I launched the auto-tune script in my master node (i.e. server A). There are 3 other servers registered as computing node (python -m tvm.exec.rpc_server --tracker=${HOST_IP}:9190 --key=titanv). This time, cpu utilization=100%, gpu utilization=0% in master node. cpu utilization=0%, gpu utilization=0% in all the 3 computing nodes.
There are some timeout error messages displayed in both of the two experiments above.

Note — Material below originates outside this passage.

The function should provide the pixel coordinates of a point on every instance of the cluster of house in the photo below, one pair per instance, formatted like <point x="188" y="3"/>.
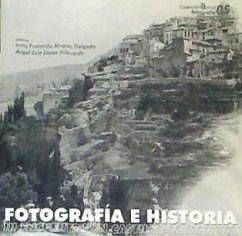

INFO:RPCServer:Timeout in RPC session, kill..
INFO:RPCServer:connection from ('172.16.18.5', 44906)
INFO:RPCServer:load_module /tmp/tmp80qs9j9c/tmp_func_3495b12be1f98a20.tar
INFO:RPCServer:Timeout in RPC session, kill..
INFO:RPCServer:connection from ('172.16.18.5', 44930)
INFO:RPCServer:load_module /tmp/tmp5sgzmkfz/tmp_func_ad070c06fc932366.tar
INFO:RPCServer:Timeout in RPC session, kill..
INFO:RPCServer:connection from ('172.16.18.5', 44954)
INFO:RPCServer:load_module /tmp/tmpr_a7v68l/tmp_func_29ffa46b8cce806d.tar
INFO:RPCServer:Timeout in RPC session, kill..
INFO:RPCServer:connection from ('172.16.18.5', 45010)
INFO:RPCServer:load_module /tmp/tmplyvzz6fl/tmp_func_9852b87c445c798.tar
INFO:RPCServer:Timeout in RPC session, kill..
INFO:RPCServer:connection from ('172.16.18.5', 45116)
INFO:RPCServer:load_module /tmp/tmpir7h6rw0/tmp_func_22ec387d451f013d.tar
INFO:RPCServer:Timeout in RPC session, kill..
INFO:RPCServer:connection from ('172.16.18.5', 45142)
INFO:RPCServer:load_module /tmp/tmp0wfbyz3h/tmp_func_46d1b12b7dc698e1.tar
INFO:RPCServer:Timeout in RPC session, kill..
INFO:RPCServer:connection from ('172.16.18.5', 45164)

merrymercy · December 19, 2018, 1:51pm

The low utilization of GPU devices is expected as they are only used for quick measurement (depends on your measurement setting).

Timeout is also expected. But if there are too many timeouts, you can consider setting timeout higher in the https://github.com/dmlc/tvm/blob/001ab52509ce1f43fcbdad4d11c1ef2bcad04e10/tutorials/autotvm/tune_nnvm_cuda.py#L372

If you see speedup (or all servers output serving messages) and reasonable GFLOPS during tuning, it is fine. We cannot get linear scaling by using multiple machines.